In my Bayesian class, we are always required to specify vague (or noninformative) priors for bayesian modeling. I am quite confused about that.
If I understand correctly, the main advantage of Bayesian over frequentist is that Bayesian approach provides a formal and scientific way to incorporate prior useful information into models.
My questions are:
(1) Generally, when and why are vague or non-informative priors used in Bayesian modeling?
(2) If the prior knowledge is rather rare, then what is the point of using bayesian modeling?
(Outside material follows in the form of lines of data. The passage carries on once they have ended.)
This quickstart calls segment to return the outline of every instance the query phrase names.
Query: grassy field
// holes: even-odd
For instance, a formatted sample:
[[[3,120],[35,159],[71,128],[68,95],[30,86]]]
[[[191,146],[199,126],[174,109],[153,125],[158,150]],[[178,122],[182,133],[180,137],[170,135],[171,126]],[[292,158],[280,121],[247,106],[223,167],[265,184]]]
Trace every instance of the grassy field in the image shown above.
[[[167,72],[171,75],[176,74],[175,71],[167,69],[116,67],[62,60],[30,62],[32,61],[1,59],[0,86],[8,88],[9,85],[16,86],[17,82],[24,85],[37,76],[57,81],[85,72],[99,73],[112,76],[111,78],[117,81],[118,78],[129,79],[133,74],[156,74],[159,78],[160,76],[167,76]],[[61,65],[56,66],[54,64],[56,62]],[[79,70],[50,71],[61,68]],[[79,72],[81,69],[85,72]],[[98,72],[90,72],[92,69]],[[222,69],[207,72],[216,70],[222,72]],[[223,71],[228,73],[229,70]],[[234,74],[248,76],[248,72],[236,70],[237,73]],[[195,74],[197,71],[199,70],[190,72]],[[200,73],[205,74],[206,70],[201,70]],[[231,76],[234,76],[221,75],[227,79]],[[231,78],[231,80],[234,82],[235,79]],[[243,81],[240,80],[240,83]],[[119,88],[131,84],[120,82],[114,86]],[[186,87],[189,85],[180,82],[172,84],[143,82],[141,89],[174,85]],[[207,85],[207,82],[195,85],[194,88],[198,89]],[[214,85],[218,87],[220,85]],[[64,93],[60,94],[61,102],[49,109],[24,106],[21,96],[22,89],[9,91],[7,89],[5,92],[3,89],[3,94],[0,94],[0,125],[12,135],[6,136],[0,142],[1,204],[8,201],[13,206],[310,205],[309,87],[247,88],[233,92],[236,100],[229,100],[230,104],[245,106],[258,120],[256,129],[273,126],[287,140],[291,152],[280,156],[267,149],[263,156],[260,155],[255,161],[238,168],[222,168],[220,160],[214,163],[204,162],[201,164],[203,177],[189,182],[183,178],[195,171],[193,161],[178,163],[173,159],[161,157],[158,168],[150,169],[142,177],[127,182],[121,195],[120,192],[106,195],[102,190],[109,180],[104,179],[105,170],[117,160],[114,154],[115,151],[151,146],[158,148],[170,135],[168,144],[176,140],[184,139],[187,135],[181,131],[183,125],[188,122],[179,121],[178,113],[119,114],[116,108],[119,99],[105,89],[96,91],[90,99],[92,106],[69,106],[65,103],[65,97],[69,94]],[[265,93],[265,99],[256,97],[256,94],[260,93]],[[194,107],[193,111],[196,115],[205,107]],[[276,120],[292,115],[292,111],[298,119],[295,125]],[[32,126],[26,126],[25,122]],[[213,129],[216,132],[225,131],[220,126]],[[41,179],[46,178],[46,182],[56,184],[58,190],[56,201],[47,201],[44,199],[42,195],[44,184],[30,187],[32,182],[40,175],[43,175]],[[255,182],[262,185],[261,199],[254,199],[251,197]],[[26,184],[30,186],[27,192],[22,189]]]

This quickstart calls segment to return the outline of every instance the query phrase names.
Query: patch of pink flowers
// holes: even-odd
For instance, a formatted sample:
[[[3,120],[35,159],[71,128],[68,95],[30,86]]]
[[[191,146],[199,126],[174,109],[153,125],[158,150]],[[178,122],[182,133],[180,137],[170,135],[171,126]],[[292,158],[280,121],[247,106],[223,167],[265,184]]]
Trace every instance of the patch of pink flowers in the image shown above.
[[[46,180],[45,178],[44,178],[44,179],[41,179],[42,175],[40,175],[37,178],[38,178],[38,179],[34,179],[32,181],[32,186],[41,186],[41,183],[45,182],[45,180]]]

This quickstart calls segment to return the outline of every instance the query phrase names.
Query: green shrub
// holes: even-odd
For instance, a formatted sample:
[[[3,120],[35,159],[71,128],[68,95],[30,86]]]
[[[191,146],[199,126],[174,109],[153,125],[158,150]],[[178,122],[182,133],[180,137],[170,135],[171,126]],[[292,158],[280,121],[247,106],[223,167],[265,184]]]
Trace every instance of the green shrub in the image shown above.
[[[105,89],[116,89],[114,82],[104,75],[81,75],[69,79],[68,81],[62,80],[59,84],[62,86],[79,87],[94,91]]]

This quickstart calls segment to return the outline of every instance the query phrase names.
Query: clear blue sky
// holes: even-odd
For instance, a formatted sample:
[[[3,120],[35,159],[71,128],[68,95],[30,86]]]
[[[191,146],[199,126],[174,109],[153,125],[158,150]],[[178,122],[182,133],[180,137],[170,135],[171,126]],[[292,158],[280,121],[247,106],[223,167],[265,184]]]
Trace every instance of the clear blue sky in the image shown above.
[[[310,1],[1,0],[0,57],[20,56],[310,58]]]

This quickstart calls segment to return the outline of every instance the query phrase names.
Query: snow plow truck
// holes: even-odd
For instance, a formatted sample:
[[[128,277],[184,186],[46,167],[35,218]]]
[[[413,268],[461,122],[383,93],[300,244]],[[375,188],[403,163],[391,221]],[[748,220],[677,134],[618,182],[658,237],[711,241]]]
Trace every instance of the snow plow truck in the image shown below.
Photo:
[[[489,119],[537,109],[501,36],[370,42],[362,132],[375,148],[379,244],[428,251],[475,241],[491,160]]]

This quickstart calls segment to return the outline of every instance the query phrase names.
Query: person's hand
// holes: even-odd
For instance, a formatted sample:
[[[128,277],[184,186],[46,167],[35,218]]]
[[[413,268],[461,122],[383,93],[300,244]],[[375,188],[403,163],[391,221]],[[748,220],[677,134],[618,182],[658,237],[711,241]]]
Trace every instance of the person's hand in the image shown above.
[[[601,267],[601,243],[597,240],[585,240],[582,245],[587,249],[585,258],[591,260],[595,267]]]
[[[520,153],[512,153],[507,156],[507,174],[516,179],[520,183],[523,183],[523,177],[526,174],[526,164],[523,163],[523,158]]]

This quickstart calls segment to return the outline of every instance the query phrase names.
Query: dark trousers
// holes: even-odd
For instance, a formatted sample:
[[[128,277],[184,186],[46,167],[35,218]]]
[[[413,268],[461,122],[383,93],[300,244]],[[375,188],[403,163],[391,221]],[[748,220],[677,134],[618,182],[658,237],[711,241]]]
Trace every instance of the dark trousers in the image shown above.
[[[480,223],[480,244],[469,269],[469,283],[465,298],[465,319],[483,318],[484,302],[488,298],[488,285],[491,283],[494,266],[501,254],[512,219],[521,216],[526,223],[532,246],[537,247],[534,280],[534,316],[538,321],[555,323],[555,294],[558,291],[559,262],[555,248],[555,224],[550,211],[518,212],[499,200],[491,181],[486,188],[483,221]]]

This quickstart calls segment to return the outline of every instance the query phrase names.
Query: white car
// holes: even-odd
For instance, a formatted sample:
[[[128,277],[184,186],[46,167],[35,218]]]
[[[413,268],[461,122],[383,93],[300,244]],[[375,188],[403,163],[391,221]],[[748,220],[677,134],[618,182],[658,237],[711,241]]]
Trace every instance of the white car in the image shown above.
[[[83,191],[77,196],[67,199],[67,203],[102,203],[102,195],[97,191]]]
For example, consider a linear mixed-effects model, $$\mathbf{y} = \mathbf{X} \boldsymbol \beta + \mathbf{Z} \boldsymbol \gamma + \boldsymbol \epsilon$$ where $\boldsymbol \beta$ is fixed effect vector, $\boldsymbol \gamma \ \sim \ N(\mathbf{0}, \sigma_{\gamma}^2 \mathbf{I})$, and $\boldsymbol \epsilon \ \sim \ N(\mathbf{0}, \sigma_{\epsilon}^2 \mathbf{I})$.
Then with Bayesian approach, we'd specify some vague or noninformative priors on parameters $\boldsymbol \beta, \ \sigma_{\gamma}^2, \ \sigma_{\epsilon}^2$.
I just don't understand if the priors are non-informative, why don't we just fit the linear mixed-effects model in the frequentist way.